Summary: Both uniform and nonuniform results concerning the security of the Diffie-Hellman key-exchange protocol are proved. First, it is shown that in a cyclic group \(G\) of order \(| G| =\prod{p_i^{e_i}}\), where all the multiple prime factors of \(| G|\) are polynomial in \(\log| G|\), there exists an algorithm that reduces the computation of discrete logarithms in \(G\) to breaking the Diffie-Hellman protocol in \(G\) and has complexity \(\sqrt{\max\{\nu(p_i)\}}\cdot(\log| G|)^{O(1)}\), where \(\nu(p)\) stands for the minimum of the set of largest prime factors of all the numbers d in the interval \([p-2\sqrt{p}+1,p+2\sqrt{p}+1]\). Under the unproven but plausible assumption that \(\nu(p)\) is polynomial in log p, this reduction implies that the Diffie-Hellman problem and the discrete logarithm problem are polynomial-time equivalent in \(G\). Second, it is proved that the Diffie-Hellman problem and the discrete logarithm problem are equivalent in a uniform sense for groups whose orders belong to certain classes: there exists a polynomial-time reduction algorithm that works for all those groups.

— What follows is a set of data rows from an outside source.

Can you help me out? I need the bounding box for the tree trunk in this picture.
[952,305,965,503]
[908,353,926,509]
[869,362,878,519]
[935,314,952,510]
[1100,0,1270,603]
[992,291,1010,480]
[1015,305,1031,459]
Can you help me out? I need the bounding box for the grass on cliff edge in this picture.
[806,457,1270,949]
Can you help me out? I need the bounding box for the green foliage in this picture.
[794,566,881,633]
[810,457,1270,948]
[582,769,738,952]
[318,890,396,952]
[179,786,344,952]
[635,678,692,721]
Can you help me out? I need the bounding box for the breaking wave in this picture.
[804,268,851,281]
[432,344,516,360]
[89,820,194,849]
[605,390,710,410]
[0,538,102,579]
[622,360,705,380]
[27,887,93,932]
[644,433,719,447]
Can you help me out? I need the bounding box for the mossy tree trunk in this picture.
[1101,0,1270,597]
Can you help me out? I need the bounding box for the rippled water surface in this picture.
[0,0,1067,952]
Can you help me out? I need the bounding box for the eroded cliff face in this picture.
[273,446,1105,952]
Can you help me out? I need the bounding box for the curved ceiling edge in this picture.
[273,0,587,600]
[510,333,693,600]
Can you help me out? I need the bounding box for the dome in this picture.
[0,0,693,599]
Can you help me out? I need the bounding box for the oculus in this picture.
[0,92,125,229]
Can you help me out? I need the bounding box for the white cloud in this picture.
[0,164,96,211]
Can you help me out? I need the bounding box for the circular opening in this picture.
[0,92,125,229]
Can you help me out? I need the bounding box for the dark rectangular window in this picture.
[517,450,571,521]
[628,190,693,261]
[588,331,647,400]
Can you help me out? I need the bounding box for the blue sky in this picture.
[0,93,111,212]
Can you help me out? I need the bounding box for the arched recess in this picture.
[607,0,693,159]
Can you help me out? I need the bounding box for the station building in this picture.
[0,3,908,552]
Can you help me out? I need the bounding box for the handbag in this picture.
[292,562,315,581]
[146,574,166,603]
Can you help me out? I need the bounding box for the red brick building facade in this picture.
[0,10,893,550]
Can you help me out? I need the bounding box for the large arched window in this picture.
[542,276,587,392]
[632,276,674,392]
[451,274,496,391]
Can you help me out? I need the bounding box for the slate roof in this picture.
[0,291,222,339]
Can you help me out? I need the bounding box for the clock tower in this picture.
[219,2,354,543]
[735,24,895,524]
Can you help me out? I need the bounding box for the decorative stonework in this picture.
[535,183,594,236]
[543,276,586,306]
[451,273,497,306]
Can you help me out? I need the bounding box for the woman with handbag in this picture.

Moreover, it is shown that breaking the Diffie-Hellman protocol for a small but nonnegligible fraction of the instances is equally difficult as breaking it for all instances. Finally, efficient constructions of groups are described for which the algorithm reducing the discrete logarithm problem to the Diffie-Hellman problem is efficiently constructible.


94A60 Cryptography
11Y16 Number-theoretic algorithms; complexity
11T71 Algebraic coding theory; cryptography (number-theoretic aspects)
68Q15 Complexity classes (hierarchies, relations among complexity classes, etc.)